He stopped for about a quarter of a minute to consider, and then, like many another unfortunate traveller, he took the wrong path.

Away he dashed along the track which led to the left, stopping every now and then to shout at the top of his voice. At last his breath began to fail him, and then he rested for a time.

As soon as he had recovered a little, he shouted and shouted again, but no answering shout came back to him, and then he started off again. He did not run now, but he walked rapidly.

If he kept on, he thought, he must soon reach the house to which Adam had gone, but he walked and walked and walked until he felt sure he must have gone two or three miles; but then distances are not judged very accurately in wild places such as this, and Adam might have been mistaken in supposing the house was only a mile and a half away.

This path certainly led somewhere, and he would keep on a little while longer. If he did not soon come to a house, he would turn back.
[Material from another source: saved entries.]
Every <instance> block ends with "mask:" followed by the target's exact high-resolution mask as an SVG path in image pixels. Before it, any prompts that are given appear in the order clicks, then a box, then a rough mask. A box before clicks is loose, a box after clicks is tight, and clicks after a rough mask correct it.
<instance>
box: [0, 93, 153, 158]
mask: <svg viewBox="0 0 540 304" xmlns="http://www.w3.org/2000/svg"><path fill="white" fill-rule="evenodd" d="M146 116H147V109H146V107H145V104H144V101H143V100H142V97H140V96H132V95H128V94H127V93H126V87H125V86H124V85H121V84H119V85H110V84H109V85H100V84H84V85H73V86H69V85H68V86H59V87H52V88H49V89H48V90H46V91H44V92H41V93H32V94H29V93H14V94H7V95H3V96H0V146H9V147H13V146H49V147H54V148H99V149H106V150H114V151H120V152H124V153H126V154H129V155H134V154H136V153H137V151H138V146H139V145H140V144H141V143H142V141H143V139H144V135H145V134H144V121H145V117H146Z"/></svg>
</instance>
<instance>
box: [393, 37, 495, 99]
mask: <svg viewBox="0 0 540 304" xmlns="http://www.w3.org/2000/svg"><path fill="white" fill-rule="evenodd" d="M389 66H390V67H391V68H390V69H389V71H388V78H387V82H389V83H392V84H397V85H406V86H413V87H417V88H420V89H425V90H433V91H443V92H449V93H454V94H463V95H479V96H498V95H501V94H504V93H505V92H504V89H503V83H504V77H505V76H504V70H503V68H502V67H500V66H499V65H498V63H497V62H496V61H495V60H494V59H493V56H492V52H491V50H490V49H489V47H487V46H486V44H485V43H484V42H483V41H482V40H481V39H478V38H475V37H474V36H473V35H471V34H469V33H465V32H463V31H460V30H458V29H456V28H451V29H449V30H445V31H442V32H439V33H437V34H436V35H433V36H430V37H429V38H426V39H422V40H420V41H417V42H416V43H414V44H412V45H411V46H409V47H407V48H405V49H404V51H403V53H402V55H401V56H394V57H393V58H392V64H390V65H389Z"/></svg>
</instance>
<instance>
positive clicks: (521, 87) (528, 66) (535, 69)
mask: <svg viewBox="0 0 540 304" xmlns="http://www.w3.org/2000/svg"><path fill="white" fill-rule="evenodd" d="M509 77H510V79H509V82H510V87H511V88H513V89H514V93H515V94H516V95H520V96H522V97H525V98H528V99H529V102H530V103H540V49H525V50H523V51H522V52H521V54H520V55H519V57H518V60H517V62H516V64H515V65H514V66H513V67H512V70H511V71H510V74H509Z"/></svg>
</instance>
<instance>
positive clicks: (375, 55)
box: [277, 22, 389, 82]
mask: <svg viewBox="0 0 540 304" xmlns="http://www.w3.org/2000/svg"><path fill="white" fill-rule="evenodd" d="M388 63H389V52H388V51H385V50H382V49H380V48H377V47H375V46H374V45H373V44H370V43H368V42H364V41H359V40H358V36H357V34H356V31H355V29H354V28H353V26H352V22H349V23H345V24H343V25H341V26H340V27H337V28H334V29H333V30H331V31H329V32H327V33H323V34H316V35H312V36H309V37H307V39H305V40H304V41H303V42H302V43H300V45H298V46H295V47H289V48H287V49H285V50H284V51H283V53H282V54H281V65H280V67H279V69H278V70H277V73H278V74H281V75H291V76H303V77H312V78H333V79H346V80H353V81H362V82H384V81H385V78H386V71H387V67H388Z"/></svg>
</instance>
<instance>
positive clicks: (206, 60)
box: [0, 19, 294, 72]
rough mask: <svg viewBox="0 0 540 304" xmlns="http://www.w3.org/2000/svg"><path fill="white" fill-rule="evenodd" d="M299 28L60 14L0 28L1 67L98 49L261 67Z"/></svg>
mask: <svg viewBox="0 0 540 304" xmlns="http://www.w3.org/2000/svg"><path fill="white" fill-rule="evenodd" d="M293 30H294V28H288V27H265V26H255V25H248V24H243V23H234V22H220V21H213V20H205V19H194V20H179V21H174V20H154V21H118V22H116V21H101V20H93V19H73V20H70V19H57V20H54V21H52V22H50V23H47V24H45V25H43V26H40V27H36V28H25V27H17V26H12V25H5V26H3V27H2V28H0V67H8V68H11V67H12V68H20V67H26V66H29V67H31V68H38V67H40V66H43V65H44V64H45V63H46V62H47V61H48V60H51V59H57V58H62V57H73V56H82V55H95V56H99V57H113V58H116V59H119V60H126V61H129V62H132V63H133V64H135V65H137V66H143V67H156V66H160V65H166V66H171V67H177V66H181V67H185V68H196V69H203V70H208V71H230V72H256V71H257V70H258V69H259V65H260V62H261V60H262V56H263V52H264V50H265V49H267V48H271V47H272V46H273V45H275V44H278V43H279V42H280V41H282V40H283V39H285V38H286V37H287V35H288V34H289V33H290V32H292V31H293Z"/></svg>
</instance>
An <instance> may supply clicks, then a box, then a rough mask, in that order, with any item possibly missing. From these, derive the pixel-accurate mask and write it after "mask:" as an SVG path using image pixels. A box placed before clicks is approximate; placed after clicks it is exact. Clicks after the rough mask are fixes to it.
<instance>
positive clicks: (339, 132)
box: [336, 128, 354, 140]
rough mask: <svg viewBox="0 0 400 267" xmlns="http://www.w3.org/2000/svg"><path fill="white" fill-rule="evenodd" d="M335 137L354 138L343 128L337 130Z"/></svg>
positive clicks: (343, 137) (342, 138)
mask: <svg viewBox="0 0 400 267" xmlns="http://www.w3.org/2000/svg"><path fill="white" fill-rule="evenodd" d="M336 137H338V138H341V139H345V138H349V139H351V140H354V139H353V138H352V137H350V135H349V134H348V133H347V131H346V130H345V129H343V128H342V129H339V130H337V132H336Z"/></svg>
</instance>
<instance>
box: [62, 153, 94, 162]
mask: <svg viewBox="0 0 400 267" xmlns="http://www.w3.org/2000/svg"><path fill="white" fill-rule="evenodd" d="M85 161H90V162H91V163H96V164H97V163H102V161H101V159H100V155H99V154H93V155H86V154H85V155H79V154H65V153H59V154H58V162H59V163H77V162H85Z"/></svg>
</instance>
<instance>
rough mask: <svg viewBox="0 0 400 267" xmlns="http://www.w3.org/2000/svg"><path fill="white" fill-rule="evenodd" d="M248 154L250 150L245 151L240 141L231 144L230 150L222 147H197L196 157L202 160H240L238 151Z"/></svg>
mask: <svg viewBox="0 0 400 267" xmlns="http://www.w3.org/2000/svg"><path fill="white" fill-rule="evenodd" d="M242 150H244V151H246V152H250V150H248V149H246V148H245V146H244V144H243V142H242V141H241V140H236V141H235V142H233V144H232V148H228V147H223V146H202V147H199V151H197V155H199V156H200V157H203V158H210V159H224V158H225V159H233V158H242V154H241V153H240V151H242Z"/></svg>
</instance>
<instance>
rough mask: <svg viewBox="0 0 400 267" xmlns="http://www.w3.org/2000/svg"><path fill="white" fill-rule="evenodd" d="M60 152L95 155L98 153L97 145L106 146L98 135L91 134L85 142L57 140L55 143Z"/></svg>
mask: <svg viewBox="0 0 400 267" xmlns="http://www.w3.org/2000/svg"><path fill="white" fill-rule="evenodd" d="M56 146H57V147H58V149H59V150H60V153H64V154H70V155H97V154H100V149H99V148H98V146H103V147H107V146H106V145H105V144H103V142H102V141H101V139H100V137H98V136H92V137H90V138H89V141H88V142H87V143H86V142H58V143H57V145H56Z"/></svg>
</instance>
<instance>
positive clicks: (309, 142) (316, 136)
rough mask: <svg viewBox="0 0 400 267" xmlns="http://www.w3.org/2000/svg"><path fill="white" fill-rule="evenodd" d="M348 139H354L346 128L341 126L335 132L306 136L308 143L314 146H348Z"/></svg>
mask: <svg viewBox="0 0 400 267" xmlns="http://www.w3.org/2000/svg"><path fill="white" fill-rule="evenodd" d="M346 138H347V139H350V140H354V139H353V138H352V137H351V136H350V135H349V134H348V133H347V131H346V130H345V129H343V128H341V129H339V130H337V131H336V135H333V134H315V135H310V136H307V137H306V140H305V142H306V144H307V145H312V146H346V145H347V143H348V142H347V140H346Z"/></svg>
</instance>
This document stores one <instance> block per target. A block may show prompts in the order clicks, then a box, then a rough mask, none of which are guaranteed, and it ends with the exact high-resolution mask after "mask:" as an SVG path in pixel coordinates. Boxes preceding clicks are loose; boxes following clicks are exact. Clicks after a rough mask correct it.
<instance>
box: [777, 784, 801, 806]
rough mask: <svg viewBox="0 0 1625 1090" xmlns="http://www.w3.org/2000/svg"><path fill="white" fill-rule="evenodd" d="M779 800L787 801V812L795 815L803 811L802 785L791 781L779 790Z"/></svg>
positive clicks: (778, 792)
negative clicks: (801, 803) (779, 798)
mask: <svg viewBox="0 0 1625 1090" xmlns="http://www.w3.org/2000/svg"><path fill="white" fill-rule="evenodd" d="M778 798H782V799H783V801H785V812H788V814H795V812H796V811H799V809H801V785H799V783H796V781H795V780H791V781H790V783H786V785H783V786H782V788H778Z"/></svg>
He did not soon come to a house, and he sat down on a fallen tree to rest. As he sat there, he felt very badly about the matter. As it had so happened that he had not found Adam and the boys, he felt that it would have been better if he had remained by the river. The others had probably arrived there by this time, and when he should get back and tell them what had happened, they would all feel that a great deal of valuable time had been lost by his running away into the woods. He was tired, and hungry, too, and the thought struck him that he did not know how they were going to get anything to eat, unless they all went to the house of which Adam had spoken.

“I’m glad the scoundrels did not run away with Phœnix’s money,” he thought.

And that was the only ray of comfort that seemed to shine across his present miserable existence.

And yet he did not blame himself for what had happened. Perhaps he ought not to have come so far into the woods, but he had done it for the best.

He now arose, and as he did so he looked along a portion of the path which stretched in an almost straight line before him, and at the end of the little vista which it made, he saw some blue and curling smoke.